Bunga mengangguk, "Ada, di loker, pakai aja."

"Oke, gue pakai, ya."

Ilusi segera bergerak, sebelum jam masuk berbunyi. Perempuan itu mempercepat langkahnya, beralih ruang ke ruang. Yah, dengan ini, Ilusi jadi sadar. Tentang hidup yang harus berprioritas, tentang hidup yang bukan tentang satu hari saja, tentang hidup yang punya akibatnya. Anggaplah ini juga hukum dari Tuhan, karena telah berbohong kepada orang tuanya.

Sesampai di loker, Ilusi segera membuka loker milik Bunga dengan cepat. Jangan tanya kuncinya dapat dari mana, karena Ilusi lah bandar kunci loker teman-teman sekelasnya, semuanya beralasan pelupa. Ilusi tidak tahu, kenapa ia dipercayai seperti ini.

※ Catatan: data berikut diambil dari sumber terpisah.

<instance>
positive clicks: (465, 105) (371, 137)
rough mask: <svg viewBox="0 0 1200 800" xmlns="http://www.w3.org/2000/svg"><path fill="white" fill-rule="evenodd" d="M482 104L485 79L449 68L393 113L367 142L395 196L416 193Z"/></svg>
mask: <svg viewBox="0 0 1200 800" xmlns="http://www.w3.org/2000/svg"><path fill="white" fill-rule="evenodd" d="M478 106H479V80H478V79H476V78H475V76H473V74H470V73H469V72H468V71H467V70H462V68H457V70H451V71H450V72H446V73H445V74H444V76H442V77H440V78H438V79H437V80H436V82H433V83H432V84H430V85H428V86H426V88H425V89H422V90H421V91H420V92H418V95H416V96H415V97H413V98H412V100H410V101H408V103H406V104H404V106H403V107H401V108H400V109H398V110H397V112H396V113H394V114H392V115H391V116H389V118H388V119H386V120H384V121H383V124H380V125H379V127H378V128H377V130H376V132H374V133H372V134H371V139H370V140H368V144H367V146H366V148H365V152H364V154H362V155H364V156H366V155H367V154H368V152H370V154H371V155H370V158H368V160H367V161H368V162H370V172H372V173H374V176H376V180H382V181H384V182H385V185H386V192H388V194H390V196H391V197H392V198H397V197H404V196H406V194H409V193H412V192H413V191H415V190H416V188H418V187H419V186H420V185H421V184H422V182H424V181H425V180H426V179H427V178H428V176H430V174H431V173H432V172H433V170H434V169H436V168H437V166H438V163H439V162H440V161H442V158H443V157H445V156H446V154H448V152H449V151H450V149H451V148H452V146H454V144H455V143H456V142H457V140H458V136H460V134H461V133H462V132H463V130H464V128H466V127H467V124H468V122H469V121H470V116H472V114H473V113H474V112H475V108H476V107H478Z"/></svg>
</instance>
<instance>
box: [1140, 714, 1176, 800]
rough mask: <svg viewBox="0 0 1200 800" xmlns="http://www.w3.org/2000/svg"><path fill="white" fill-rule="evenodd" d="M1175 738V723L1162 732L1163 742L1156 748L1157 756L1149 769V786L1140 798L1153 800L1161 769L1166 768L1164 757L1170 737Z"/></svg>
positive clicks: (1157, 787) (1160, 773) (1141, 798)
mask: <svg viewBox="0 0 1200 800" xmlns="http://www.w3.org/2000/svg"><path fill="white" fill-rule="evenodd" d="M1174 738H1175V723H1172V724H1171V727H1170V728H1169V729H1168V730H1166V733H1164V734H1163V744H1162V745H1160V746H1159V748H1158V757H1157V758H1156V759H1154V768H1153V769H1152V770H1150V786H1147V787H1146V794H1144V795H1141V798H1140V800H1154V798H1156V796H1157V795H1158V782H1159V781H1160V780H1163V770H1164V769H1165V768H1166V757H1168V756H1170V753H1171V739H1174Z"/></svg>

Di sisi lain, saat Ilusi sedang sibuk mengambil seragam Bunga, Razi menatapnya dari samping kanan. Bukan mengikuti, tapi, kebetulan. Laki-laki itu ada keperluan mengambil sesuatu juga di lokernya.

"Eh?" Ilusi terkejut karena ada Razi yang sedang menatapnya. Spontan, ia lalu memundurkan badannya. Sedikit melangkah lebih jauh dari Razi.

"Kenapa?"

"Gue habis dapat hukuman hehe," jawab Ilusi berterus-terang. "Takutnya lo nyium bau keringat gue."

Ilusi bersiap-siap pergi, dengan baju seragam milik Bunga yang sudah ada di tangannya. Ia ingin ke ruang ganti. Tapi, kaki Razi bergerak, mendekatinya. "Lo dapat hukuman itu, gara-gara gue, ya?"